Nederland is een dichtbevolkt land met veel dieren. Daarom zijn we alert op nieuwe en bestaande ziekten die van dieren op mensen kunnen worden overgedragen. Deze ziekten noemen we de zoönosen. Bijvoorbeeld Q-koorts (via geiten) of de ziekte van Lyme (via teken). Opduikende zoönosen (ook wel ‘emerging zoonoses’ genoemd) kunnen een risico zijn voor de volksgezondheid.
Welke zoönosen nog zullen opduiken is niet goed voorspelbaar. Net als bij andere infectieziekten hangt dat van veel factoren af. Veehouderij, (internationale) handel en het reisgedrag van mensen speelt hierbij bijvoorbeeld een rol.

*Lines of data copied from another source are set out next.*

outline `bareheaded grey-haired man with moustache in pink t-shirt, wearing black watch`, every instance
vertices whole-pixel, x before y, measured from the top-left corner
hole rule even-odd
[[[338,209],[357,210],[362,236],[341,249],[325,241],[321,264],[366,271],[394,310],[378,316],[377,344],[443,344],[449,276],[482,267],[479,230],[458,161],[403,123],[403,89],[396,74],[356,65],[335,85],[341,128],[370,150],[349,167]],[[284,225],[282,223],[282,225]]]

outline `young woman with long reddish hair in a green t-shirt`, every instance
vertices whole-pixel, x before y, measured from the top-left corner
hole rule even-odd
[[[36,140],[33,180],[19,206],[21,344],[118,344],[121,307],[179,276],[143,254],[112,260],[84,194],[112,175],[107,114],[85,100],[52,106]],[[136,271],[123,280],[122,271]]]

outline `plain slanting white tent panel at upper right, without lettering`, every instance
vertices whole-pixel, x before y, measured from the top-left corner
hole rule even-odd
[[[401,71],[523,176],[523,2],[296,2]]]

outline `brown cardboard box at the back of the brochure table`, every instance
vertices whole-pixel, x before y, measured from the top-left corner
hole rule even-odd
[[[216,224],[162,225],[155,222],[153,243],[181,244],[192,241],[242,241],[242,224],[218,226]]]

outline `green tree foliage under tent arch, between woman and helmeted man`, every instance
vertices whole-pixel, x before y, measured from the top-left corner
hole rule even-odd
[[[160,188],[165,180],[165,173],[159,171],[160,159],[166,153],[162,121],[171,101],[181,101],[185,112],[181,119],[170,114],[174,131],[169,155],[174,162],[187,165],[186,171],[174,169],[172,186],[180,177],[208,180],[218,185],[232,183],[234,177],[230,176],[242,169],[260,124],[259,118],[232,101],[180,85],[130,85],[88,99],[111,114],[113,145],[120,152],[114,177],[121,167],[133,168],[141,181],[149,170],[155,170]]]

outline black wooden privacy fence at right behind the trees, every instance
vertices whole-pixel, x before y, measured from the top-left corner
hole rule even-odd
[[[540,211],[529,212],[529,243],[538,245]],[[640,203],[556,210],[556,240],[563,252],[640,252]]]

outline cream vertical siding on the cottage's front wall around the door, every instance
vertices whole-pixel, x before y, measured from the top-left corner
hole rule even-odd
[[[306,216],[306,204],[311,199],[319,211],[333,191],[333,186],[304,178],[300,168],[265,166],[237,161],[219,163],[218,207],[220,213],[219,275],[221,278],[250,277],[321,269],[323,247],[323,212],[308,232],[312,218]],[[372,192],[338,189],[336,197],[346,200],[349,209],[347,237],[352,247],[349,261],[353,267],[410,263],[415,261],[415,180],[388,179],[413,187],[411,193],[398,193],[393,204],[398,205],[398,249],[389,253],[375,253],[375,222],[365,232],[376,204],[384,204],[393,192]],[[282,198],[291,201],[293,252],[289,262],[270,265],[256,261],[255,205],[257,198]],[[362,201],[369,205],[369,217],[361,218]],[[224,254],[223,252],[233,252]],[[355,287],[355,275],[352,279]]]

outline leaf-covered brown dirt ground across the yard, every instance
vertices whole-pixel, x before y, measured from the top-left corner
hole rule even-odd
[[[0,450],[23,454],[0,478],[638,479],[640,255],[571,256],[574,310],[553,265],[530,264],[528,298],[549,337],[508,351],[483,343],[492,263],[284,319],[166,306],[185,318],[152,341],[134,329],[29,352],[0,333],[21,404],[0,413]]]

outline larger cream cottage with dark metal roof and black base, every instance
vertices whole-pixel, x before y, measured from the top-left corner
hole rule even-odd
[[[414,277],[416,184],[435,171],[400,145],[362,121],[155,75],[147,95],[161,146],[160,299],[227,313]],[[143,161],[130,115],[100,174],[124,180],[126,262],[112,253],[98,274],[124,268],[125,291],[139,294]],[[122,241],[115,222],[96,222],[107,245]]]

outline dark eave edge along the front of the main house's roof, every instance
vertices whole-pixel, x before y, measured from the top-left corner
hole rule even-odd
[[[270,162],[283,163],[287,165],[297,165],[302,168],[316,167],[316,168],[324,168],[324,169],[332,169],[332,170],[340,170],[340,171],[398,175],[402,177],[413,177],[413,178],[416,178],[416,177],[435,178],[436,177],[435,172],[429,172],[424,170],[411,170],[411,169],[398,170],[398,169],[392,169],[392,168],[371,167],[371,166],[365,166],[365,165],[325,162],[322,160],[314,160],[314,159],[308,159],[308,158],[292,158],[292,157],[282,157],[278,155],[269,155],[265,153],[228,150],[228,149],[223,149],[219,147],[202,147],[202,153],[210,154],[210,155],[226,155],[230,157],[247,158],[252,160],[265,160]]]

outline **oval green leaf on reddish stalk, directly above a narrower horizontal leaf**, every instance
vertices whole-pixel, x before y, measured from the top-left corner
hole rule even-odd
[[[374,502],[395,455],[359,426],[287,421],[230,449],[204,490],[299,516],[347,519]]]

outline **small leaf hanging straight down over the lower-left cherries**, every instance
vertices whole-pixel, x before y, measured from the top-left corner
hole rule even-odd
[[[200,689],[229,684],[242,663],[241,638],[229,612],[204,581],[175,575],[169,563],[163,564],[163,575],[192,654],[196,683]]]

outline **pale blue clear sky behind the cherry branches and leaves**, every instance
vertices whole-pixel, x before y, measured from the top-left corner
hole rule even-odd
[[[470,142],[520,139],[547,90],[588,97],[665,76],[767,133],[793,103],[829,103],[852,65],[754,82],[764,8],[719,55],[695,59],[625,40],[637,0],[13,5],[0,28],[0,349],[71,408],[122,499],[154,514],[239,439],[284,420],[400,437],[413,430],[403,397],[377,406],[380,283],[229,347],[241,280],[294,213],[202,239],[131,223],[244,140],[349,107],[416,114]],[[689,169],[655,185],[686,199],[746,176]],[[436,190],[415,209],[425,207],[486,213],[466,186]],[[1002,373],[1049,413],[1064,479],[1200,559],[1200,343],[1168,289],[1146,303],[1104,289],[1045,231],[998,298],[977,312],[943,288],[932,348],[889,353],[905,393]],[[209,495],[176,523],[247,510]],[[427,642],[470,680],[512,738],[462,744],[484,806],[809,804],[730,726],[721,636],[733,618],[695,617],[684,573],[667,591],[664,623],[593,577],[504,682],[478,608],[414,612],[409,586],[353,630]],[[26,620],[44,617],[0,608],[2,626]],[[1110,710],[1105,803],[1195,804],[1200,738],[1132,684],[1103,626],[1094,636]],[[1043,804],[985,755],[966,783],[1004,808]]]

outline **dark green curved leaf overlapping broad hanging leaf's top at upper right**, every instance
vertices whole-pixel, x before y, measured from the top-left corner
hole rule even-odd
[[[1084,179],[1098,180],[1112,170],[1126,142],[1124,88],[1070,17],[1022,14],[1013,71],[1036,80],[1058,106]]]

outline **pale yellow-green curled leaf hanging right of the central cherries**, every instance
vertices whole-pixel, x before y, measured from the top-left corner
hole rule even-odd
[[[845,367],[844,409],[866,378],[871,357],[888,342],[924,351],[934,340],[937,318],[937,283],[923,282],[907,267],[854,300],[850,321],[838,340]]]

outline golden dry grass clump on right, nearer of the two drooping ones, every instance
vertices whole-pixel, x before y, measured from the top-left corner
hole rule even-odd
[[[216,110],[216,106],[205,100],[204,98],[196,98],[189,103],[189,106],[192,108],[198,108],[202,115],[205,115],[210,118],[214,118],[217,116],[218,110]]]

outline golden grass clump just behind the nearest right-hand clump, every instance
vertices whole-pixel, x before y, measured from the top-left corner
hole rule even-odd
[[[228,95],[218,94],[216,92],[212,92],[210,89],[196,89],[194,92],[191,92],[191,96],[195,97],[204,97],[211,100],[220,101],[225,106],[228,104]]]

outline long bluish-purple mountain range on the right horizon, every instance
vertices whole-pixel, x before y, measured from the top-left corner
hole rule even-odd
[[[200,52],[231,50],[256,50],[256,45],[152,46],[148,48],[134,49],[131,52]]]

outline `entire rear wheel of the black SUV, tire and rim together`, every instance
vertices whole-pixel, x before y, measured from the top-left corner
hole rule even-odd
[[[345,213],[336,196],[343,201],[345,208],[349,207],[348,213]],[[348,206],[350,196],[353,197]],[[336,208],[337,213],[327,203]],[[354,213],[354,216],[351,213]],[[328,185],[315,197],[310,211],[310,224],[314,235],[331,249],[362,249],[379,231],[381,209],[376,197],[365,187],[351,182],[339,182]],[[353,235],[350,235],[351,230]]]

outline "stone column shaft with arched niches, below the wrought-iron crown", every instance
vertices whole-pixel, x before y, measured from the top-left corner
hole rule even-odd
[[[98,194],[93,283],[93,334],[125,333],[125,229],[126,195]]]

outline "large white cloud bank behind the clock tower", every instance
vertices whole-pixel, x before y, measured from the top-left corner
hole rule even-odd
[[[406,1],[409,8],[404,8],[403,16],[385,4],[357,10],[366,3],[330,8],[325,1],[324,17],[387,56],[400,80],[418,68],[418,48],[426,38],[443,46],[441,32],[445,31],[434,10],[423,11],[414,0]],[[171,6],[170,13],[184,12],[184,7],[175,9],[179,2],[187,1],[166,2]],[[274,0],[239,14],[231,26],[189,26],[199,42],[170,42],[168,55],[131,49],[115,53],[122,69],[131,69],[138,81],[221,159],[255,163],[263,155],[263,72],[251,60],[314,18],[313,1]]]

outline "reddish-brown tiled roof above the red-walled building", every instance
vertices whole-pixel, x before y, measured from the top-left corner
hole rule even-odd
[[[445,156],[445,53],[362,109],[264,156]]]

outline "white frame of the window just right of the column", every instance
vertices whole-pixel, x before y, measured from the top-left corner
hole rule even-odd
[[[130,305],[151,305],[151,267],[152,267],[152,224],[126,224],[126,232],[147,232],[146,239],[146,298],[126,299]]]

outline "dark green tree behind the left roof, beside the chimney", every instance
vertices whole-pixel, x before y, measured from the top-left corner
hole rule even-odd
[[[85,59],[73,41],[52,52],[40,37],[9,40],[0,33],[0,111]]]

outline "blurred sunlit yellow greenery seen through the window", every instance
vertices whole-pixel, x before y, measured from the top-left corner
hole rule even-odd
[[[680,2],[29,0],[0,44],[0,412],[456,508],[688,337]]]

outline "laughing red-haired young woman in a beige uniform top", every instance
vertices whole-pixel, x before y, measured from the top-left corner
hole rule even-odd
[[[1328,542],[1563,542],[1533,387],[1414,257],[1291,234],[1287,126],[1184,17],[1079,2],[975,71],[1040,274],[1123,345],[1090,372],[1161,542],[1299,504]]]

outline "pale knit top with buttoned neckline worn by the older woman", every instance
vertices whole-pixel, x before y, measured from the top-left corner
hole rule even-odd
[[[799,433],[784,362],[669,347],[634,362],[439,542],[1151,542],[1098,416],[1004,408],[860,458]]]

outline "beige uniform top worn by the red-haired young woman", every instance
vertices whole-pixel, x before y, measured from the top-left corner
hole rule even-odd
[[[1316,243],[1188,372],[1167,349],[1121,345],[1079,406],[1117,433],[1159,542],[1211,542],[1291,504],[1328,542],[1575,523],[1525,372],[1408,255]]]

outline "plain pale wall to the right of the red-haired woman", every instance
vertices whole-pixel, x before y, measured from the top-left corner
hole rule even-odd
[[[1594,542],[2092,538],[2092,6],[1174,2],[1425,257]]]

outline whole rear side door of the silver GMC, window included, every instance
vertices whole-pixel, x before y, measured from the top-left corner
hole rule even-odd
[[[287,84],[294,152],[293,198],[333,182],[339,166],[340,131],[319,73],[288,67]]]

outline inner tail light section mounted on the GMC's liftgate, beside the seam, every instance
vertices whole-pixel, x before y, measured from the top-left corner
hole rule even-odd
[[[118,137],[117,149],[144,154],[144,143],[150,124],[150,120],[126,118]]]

Ook klimaatverandering kan een trigger zijn voor de toename van sommige zoönosen. De vectoren van zoönosen, dat zijn een soort ‘transporteurs’ van infectieziekten zoals muggen en teken, komen vaak via schepen of met reizigers of goederen vanaf luchthavens binnen. Vectoren die eerder niet konden overleven in Nederland, kunnen dat door het veranderende klimaat soms wel.
Maar het is lastig te voorspellen of zoönosen hierdoor toenemen en welke ziekten dat dan zijn. Dat komt door de ingewikkelde wisselwerking tussen dierlijke gastheren, vectoren, ziekteverwekkers en mensen.
Zoönosen en gezondheid
Gezondheidsrisico’s zitten onder meer in nieuwe zoönosen. Zo dook in 2020 het westnijlvirus in Nederland op. Dit virus kan voorkomen bij vogels en kan via muggen ook mensen besmetten. In 2020 is de ziekte bij 8 mensen in Nederland vastgesteld.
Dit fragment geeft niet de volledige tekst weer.